I did some digging and learned about NiceGUI, which seemed to provide a nice balance between simplicity, performance, and customizability. I developed a couple of tools/webapps with it for practice, and found it to be pretty great for most of my use-cases. It is still my go-to if I am developing a native application in Python today. However, and much like my past experiences, I still felt like I had to hack in some features when the behavior I was looking for was not directly supported. NiceGUI does provide a way to run javascript in python, but when I found my code littered with too many instances of ui.run_javascript('way too much JS for a python program...') I figured it was time to bite the bullet and return to "real" web development.

So Many Choices

To say I was confused returning to standard web dev frameworks is an understatement. Of course, I had heard of some of the big names before, React, Angular, Bootstrap, etc. but I had very little knowledge of what they were and what they were used for. When I start something, I like to start with a plan and I like to invest my time in something I won't just drop weeks later, so I performed the standard Google searches one does when they are trying to learn a new skill. After much reddit reading, project restarting, npm confusioning, and tier list viewing, I settled on Svelte.

Svelte

Svelte, more so than other frameworks I reviewed, seems to make things easy. It's not perfect, and I'm still very much learning, but it (in combination with other frameworks, such as TailwindCSS) feels intuitive in a way I hadn't experienced before with web/gui development. Features like runes for state variables and updating components with data changes auto-magically just made sense to me and allowed me to learn rapidly. The only downside I have seen so far is the relatively small community around it when compared to giants like React. Admittedly, there is less of a job market for Svelte at the moment, but I'm not trying to be a web developer, so this is not a huge drawback.
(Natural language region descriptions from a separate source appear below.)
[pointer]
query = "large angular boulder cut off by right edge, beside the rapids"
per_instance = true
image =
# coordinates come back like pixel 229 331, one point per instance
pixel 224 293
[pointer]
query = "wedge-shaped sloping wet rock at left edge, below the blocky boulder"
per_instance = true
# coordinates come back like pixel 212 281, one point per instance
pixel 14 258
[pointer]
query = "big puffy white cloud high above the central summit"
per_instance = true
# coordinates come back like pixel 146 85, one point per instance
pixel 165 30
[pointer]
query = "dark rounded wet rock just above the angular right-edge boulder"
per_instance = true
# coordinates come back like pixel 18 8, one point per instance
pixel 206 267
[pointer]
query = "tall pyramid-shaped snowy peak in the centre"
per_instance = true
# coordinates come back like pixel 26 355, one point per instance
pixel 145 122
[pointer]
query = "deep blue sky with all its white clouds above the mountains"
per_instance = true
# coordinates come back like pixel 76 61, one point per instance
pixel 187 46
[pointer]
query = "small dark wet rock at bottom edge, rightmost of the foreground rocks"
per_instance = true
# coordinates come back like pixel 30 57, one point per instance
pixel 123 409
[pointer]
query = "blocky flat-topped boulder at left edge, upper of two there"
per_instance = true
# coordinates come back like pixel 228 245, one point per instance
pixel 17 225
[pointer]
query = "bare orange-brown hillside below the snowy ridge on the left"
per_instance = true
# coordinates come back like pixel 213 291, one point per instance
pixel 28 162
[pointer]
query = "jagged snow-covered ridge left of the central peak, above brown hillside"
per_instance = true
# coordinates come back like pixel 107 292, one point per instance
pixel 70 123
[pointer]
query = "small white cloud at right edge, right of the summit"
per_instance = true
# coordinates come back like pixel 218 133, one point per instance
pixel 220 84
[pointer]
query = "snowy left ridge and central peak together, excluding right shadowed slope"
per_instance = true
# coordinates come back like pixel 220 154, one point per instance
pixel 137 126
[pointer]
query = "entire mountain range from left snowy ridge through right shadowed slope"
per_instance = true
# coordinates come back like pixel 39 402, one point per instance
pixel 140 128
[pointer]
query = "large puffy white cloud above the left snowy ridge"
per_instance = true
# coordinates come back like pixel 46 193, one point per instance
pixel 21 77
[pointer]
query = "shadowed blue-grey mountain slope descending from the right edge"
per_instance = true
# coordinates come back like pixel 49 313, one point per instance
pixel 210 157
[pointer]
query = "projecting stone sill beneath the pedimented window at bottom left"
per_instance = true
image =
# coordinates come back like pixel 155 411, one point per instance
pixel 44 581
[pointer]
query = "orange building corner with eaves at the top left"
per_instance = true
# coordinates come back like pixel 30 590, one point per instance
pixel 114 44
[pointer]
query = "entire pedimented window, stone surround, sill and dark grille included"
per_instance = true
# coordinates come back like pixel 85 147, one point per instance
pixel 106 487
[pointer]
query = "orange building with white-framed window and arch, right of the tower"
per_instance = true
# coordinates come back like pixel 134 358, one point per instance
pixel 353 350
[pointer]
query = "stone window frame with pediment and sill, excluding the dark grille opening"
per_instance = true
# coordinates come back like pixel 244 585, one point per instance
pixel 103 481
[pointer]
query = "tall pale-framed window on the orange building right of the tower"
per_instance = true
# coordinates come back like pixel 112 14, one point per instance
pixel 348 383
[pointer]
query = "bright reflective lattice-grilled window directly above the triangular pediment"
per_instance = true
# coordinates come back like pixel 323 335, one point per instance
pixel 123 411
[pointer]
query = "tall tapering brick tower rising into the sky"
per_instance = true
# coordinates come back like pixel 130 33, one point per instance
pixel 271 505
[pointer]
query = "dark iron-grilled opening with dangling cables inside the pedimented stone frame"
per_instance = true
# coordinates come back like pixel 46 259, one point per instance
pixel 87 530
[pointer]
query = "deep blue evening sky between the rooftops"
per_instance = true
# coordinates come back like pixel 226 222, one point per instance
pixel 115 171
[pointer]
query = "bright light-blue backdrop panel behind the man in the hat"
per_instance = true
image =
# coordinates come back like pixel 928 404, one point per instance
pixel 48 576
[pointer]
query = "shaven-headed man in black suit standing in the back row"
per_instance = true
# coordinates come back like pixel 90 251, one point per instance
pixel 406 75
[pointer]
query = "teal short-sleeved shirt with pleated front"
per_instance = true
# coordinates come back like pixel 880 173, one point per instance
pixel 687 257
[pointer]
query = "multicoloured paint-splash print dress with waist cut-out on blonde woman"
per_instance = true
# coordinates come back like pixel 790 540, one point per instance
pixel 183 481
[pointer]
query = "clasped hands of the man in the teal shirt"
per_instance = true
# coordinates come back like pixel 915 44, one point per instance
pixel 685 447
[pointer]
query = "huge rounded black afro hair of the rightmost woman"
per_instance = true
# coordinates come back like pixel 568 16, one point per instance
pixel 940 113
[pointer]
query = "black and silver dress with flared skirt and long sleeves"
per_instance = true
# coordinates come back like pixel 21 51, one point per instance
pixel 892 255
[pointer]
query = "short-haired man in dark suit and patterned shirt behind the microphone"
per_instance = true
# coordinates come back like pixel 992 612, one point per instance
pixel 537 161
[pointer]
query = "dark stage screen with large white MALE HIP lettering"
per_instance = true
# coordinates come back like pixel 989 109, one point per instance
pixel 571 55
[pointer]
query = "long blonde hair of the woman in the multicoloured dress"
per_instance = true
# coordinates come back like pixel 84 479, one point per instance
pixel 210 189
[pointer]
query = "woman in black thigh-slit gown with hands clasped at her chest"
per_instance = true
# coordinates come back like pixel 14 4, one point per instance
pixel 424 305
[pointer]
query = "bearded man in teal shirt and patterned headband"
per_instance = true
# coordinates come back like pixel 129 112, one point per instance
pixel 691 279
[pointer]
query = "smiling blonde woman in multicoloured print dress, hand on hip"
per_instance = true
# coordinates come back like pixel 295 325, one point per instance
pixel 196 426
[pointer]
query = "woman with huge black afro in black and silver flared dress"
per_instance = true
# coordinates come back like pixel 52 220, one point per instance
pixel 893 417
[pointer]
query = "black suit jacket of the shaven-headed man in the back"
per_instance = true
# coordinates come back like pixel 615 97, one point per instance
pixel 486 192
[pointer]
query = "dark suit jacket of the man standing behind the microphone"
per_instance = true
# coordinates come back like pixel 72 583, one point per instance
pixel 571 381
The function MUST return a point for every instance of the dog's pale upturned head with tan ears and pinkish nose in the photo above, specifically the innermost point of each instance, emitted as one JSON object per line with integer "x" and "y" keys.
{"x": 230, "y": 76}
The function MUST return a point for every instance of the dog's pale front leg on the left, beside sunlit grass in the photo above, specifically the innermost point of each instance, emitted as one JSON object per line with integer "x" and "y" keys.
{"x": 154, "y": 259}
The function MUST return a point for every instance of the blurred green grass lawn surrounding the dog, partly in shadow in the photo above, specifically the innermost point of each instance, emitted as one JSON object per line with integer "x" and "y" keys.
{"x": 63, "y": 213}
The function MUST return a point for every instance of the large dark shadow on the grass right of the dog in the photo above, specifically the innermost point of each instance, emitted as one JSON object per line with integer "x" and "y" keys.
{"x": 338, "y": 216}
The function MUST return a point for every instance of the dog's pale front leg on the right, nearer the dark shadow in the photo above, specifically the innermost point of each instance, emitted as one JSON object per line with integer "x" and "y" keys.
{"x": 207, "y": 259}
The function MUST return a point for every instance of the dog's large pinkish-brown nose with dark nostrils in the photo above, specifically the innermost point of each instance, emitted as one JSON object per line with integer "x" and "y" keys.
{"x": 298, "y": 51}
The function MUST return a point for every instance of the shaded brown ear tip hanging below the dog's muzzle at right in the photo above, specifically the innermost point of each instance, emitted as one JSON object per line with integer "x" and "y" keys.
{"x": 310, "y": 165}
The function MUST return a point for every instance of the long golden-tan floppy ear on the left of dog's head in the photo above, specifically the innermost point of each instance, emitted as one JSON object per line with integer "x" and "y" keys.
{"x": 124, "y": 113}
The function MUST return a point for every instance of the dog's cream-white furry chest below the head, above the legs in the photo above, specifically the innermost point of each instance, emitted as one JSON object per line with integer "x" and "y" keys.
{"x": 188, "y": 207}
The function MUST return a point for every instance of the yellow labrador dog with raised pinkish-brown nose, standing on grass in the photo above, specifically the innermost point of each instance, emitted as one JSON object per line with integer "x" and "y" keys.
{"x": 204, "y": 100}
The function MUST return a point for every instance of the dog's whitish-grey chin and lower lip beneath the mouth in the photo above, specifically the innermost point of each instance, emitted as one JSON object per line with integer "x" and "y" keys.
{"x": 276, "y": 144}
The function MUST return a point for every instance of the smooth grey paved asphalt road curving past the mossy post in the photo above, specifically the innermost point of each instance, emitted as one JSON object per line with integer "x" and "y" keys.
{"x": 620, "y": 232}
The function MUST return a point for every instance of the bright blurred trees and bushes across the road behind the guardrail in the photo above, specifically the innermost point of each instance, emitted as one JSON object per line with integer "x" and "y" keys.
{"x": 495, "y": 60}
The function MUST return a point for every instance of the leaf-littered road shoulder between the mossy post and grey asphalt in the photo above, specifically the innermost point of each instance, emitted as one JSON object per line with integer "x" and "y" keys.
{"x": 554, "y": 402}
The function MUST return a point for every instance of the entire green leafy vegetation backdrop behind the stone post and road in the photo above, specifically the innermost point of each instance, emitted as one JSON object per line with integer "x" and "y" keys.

It can make learning by example hard, but the framework is straight-forward enough and my questions common enough that I have been able to find answer with low to moderate digging.


Other Considerations

While this website might not be anything to write home about, it represents a huge growth in my skills, and on top of the nuts and bolts of the website itself, it gave me an excuse to deepen my understanding of several skills, including:

  • HTML/CSS: Sure these are the basics, but I have had somewhat limited exposure to these tools and practice is practice
  • Docker: For containerizing the frontend and backend for deployment
  • Google Cloud Run: For hosting the containers
  • Cybersecurity Practices**: For not exposing API keys and other potentially dangerous information to the world at large.
  • API Development: Communicating with the FastAPI backend for the AI Chat



Moving forward (pt. 2)

Now that I have the bones of a website here, I plan to revamp and add work both old and new to better showcase my skills and log my personal growth as a data scientist/developer/computer nerd (well really, a general nerd). Depending on when you are reading this, this showcase may look somewhat sparse. All that that means is I'm working on it.

Thank you for reading, and I hope you enjoy the site 😁




*for the most part
**I am not a cybersecurity professional, this item is not a challenge, please don't hack me!